Modeling and formally reasoning about distributed systems with faults is a challenging task. To address this problem, we propose the theory of Validating Labeled State transition and Message production systems (VLSMs). The theory of VLSMs provides a general approach to describing and verifying properties of distributed protocols whose executions are subject to faults, supporting a correct-by-construction system development methodology. The central focus of our investigation is equivocation, a mode of faulty behavior that we formally model, reason about, and then show how to detect from durable evidence that may be available locally to system components. Equivocating components exhibit behavior that is inconsistent with single-trace system executions, while also only interacting with other components by sending and receiving valid messages. Components of system are called validators for that system if their validity constraints validate that the messages they receive are producible by the system. Our main result shows that for systems of validators, the effect that Byzantine components can have on honest validators is precisely identical to the effect that equivocating components can have on non-equivocating validators. Therefore, for distributed systems of potentially faulty validators, replacing Byzantine components with equivocating components has no material analytical consequences, and forms the basis of a sound alternative foundation to Byzantine fault tolerance analysis. All of the results and examples in the paper have been formalised and checked in the Coq proof assistant.

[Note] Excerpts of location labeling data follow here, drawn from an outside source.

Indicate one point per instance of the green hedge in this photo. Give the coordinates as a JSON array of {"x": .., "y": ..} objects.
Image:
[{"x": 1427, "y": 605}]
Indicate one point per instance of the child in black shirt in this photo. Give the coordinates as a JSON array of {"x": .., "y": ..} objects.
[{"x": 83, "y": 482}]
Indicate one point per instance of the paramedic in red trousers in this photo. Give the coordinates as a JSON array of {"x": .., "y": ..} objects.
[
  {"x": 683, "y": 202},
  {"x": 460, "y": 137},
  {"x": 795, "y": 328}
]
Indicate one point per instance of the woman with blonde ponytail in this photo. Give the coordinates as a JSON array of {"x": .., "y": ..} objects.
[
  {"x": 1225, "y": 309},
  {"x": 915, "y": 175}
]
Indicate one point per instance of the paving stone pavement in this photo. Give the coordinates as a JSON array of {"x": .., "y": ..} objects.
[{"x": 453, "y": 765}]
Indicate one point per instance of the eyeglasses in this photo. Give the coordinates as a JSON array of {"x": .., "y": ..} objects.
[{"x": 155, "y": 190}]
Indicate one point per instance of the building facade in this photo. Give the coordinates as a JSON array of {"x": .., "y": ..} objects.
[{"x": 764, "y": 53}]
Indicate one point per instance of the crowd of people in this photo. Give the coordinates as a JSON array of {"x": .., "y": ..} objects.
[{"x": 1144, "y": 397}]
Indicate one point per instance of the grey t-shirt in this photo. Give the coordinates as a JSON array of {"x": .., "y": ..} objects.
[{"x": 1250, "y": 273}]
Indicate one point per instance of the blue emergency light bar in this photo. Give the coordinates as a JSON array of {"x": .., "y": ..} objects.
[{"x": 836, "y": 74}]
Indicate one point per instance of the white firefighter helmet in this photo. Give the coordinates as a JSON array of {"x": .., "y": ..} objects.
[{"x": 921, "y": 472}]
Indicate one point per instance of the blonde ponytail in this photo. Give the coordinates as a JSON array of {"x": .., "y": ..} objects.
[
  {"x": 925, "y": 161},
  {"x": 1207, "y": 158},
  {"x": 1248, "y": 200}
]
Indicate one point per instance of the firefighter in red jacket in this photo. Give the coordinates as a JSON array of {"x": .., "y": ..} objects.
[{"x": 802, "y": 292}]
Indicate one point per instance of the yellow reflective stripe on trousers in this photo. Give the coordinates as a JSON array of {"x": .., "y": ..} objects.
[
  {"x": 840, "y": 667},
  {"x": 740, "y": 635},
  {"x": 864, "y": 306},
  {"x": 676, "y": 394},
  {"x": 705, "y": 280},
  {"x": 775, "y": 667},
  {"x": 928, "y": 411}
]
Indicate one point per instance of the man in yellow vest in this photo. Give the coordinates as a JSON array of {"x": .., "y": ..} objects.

翻译：对带有故障的分布式系统进行建模和形式化推理是一项具有挑战性的任务。为解决此问题，我们提出了验证标记状态转换与消息产生系统（VLSMs）的理论。VLSMs理论提供了一种通用方法，用于描述和验证其执行过程可能受故障影响的分布式协议的性质，并支持一种“正确性自构建”的系统开发方法论。我们研究的核心焦点是“含糊”（equivocation）——一种故障行为模式，我们对其进行了形式化建模、推理，并展示了如何基于系统中组件本地可获取的持久证据来检测它。含糊组件表现出与单迹系统执行不一致的行为，同时仅通过发送和接收有效消息与其他组件交互。如果系统组件的有效性约束能验证其收到的消息可由该系统产生，则该组件被称为该系统的“验证器”（validator）。我们的主要结果表明：对于由验证器构成的系统，拜占庭组件对诚实验证器造成的影响，与含糊组件对非含糊验证器造成的影响完全相同。因此，对于由潜在故障验证器构成的分布式系统，用含糊组件替代拜占庭组件不会带来实质性分析差异，并构成了拜占庭容错分析的另一种可靠基础。本文中的所有结果和示例均在Coq证明助手中进行了形式化验证与检查。